The hard Right, spearheaded by Newt Gingrich, wants a law that would let states file bankruptcy. Many states, especially California, are in dire financial straits, and their fiscal houses absolutely need to be made solvent. However, such a law is also widely seen as an attempt to break public pension plans and unions along with it.

House Majority Leader Eric Cantor opposes a bill allowing state bankruptcies. Given his clout, the bill attempt seems dead. Besides, even if it did pass, it would immediately be challenged in court as unconstitutional. Cantor also opposes federal bailouts of states. This leaves states with apparently few options except to cut spending, raise taxes, and try to renegotiate agreements, especially pensions.  

Further complicating such attempts is that state bonds and pensions are often done through separate legal entities. So, a bankruptcy by a state doesn't necessarily mean the bankruptcy judge would be able to reach through to public pensions or bond debt issued by other entities. Even so, some, like CalWatchdog, passionately state the case for why California should go bankrupt.

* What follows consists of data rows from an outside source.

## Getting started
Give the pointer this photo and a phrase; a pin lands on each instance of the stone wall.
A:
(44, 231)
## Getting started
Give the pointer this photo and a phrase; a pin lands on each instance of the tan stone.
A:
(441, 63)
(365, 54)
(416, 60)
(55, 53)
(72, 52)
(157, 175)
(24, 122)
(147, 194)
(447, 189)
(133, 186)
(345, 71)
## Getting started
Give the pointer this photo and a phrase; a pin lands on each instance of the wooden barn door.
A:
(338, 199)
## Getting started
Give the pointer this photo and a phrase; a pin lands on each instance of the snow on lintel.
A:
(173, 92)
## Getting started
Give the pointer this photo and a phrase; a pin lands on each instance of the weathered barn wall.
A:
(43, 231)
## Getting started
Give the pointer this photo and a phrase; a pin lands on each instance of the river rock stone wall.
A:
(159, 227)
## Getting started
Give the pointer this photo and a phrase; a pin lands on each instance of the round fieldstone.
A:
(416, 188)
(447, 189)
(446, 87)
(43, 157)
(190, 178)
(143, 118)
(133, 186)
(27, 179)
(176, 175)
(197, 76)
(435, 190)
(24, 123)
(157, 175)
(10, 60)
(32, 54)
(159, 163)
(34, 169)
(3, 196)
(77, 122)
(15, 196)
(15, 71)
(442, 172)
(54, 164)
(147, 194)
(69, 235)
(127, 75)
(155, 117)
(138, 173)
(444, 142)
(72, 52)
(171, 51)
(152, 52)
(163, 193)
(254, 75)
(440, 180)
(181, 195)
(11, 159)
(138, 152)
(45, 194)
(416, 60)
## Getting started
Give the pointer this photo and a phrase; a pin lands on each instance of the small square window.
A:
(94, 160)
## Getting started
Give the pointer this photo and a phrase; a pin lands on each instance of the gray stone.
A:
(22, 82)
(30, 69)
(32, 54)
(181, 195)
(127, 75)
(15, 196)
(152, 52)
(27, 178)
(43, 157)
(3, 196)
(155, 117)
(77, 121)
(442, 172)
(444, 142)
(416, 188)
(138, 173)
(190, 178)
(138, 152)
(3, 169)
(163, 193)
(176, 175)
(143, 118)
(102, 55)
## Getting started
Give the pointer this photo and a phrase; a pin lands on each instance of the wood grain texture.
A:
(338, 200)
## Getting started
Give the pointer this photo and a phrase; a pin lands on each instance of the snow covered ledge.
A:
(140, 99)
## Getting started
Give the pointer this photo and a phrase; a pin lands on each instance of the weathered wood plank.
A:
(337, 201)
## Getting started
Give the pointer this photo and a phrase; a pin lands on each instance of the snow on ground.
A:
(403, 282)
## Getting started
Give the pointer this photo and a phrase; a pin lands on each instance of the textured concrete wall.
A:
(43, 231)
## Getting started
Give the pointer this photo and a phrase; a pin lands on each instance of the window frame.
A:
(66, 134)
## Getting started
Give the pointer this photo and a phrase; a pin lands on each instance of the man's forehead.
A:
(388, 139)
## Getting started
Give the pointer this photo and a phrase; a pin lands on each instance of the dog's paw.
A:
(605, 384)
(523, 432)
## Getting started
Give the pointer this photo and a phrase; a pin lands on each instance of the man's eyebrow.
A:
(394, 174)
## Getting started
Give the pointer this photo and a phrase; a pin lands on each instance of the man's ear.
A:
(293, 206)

Let's travel in the Wayback Machine, shall we, to the early 1990's, back when President Clinton found his economic agenda stymied. He remarked at a meeting, "You mean to tell me that the success of the economic program and my re-election hinges on the Federal Reserve and a bunch of bond traders?" The unspoken subtext in the current discussion about states filing bankruptcy invariably circles around whether bondholders will take a haircut should states be unable to meet obligations. In a bankruptcy, bondholders might well be forced to take 70 or 80 cents on the dollar, with payments delayed too. The thought of this makes them deeply cranky, and as President Clinton discovered, they have real power.

The Irish legislature recently passed measures which will leave the country in significant debt for years, if not decades. That country will pay back bondholders at 100% on debt issued by their banks, which were up to their eyeballs in dodgy mortgages. Thus the Irish public will be paying for excesses committed by a few. This hardly seems right or just, and is precisely the point CalWatchdog is making about California.  The Irish government just collapsed as a direct result of this. Doubtless the new one won't be quite so bond-friendly.

Bond holders say that defaults or haircuts will have unseemly effects. They weep crocodile tears that default will only hurt those who default, because bonds will then be harder to get and cost more. (Gosh, that sounds like a threat, doesn't it?) But Iceland recently called their bluff, defaulted on all bond payments, and is now recovering. Their world didn't end.

We will probably see the functional equivalent of state bankruptcy soon. Too many states have obligations they can't possibly meet and the federal government is in no position to bail them out. One version of this may come if and when states default on bond payments. That's when the real fireworks will begin.